Pro-Beijing lawmaker Ann Chiang has said that she found that cats are the natural enemies of mice, following “extensive research.”
She expressed her discovery on an RTHK radio talk show on Friday. Earlier in the week, she raised a question at the Legislative Council proposing that squads of feral cats could be enlisted to catch mice in order to address Hong Kong’s rodent infestation problem.
“I have studied and studied – in the end, I realised many countries in the world believe that mice’s natural enemies are cats,” she said. Lawmaker Claudia Mo, who was also on the show, reacted with laughter.
“I have seen a report that said cats have a kind of smell, which mice don’t like. Also cats’ eyes are very powerful – cats can see a lot of things that humans can’t see at night – whatever moves, cats can catch the mice,” she added.

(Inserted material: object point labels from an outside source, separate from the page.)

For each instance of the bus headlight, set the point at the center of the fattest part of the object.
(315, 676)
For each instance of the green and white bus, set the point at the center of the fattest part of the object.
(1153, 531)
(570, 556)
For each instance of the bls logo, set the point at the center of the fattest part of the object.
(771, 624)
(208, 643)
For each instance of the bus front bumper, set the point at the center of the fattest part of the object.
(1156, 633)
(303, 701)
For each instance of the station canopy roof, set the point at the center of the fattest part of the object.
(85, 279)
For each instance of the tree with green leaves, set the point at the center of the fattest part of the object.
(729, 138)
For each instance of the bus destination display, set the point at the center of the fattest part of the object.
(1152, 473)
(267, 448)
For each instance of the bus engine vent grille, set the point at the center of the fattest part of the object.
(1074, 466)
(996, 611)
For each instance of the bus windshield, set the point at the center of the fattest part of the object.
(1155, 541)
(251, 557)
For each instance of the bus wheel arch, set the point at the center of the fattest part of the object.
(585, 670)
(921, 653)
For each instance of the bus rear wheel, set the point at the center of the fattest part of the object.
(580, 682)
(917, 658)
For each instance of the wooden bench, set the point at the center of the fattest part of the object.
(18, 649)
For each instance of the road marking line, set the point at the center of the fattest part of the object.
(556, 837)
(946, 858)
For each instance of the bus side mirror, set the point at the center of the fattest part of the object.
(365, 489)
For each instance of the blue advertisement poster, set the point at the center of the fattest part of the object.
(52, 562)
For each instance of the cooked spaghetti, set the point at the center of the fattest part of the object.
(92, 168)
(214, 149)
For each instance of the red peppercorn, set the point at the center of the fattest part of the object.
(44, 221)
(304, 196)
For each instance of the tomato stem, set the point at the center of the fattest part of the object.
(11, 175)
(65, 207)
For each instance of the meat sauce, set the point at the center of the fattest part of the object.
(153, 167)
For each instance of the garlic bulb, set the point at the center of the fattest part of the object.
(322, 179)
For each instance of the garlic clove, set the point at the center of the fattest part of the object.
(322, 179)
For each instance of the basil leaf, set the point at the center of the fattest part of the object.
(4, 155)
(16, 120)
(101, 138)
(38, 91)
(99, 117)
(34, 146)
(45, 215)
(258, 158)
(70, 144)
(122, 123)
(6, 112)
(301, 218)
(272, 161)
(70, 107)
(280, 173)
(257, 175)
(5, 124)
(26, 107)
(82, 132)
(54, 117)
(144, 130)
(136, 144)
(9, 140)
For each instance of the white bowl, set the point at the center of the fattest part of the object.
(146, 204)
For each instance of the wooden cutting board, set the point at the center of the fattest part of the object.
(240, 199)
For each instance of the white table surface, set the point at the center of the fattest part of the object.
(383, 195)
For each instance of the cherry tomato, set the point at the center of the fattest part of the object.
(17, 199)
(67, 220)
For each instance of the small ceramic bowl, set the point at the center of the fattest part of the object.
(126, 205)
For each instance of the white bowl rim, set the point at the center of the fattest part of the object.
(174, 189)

Chiang said she read that there have been programmes involving feral cat teams in Chicago and Washington DC, and a dog squad in Australia which can catch 200 mice in half an hour.
She suggested finding two to three back alleys to test the scheme.
Chiang is not the first to tackle the rodent infestation problem in her Kowloon West constituency.
Lawmaker Priscilla Leung, also of the constituency, earned the nickname “Rat Queen” as she was famous for organising an election publicity event in 2008 to catch mice.
On the radio programme, Chiang said she has known of the problem for a few years and found that “mice lifespans are getting longer and longer.”
She also said shops in wet markets have not been allowed to keep cats since 2006, and many cats have been killed since then, therefore the rodent infestation problem has been worsening.
Claudia Mo, also elected in Kowloon West, said that “everyone knows” mice reproduce quickly and cats catch mice: “There is no need for extensive research.”
Mo said the rodent infestation problem is seen in many districts, which some local residents claim is because of the MTR Sha Tin to Central Link construction project.
She did not agree with putting too much rat poison in places seriously affected by the problem, as it may cause concern for dog owners.